Technically, I’m an actor.
Yeah, that’s right. I got into the business a long time ago – in fact, I have to be honest with you. I think it was purely for my looks.
As a premature twin, my brother and I were very small babies. Leaving the comfort of the space we’d been renting (our contract ran out, or something like that…it was a little cramped for two of us anyway – very cheap though and free food), we found ourselves spending the first few days getting to know this new world by being stared at in special incubators. Excuse me if my memory is a little hazy on this, but I believe this is where we got our big break. I don’t remember how, but somehow but we ended up butt-naked at the end of what I can now tell you was an extremely mediocre movie. Not that I cared. I was still adjusting to the light; still getting used to the feel of the air around me; still a long way from figuring out what on earth was going on.
Ok, so that was as far as my acting career got. Now I’m twenty-five and I’ve just finished a three-month stay in Singapore to attend the School of Supernatural Ministry (SSM). During this time, we studied who God desires us to be, how He is at work today and how to step out in faith with the gifts God has placed in us. I’m a few hours from flying back to England and that picture of me as a baby keeps coming back to me. Why?
When I was nineteen, I had an encounter that prompted me to choose to follow Jesus for the rest of my life. That decision is one that I have not regretted, even for a single moment. The Bible says that I became a new creation (2 Corinthians 5:17); that I was born again. Although that may be true, in some senses I feel like I didn’t leave the womb immediately. I’d inadvertently stumbled into Kerith Community Church in the search of friendship, and I found Jesus. Or rather, he found me. I adored the community and passion for God at that church and my very first moments as a new creation were amongst the people that formed this particular expression of faith. Kerith Community Church nurtured both me as a person and my relationship with Jesus to such an extent that I will never truly be able to express my gratitude. They were the womb in which this new life was able to grow, protected and supported. They were my harbour; but as a wonderful lady prophesied over me a few years ago, ‘a ship is not meant for the harbour, it’s meant for the high seas.’

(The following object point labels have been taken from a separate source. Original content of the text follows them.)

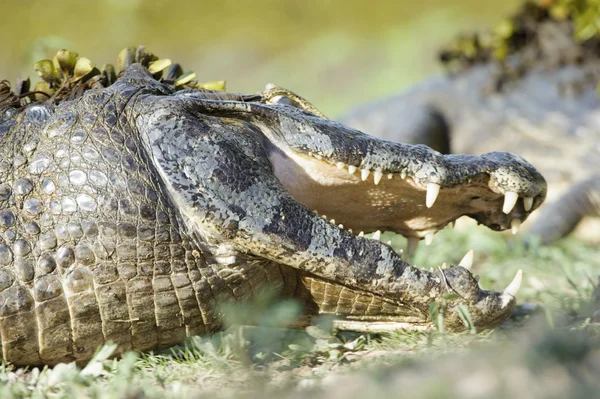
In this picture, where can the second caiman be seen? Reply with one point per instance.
(540, 102)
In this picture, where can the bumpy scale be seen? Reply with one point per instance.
(129, 211)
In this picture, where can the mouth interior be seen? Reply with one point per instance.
(381, 201)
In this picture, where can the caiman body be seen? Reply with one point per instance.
(546, 108)
(129, 211)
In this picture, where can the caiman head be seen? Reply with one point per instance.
(265, 172)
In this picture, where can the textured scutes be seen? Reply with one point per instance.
(46, 287)
(78, 279)
(153, 205)
(15, 299)
(6, 279)
(487, 308)
(306, 152)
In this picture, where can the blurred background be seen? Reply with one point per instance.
(336, 53)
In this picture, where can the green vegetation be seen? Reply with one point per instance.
(522, 34)
(548, 350)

Kerith Community Church is a phenomenal place that I do miss considerably (and am super excited about returning to for a few weeks), but it seems that God didn’t intend for me to be there forever. In April, I left the Kerith womb and just as in my first moments in this world, I found myself heading for the incubator: The School of Supernatural Ministry.
To me, it is very apt to describe SSM in this way. At Kerith, I was protected and nurtured and when I left, the school didn’t seek to undo anything that had been done or un-teach anything that had been taught. Rather, as an incubator continues the growth process, so did they. I have gained a much deeper understanding of God and of his Word, the Bible. My faith for breakthroughs, miracles and powerful encounters with God has never been higher. My confidence in the things of the supernatural – of healing, prophecy and words of knowledge to name a few – has increased more than I could have imagined and what’s more, I feel fully assured of who I am in Jesus.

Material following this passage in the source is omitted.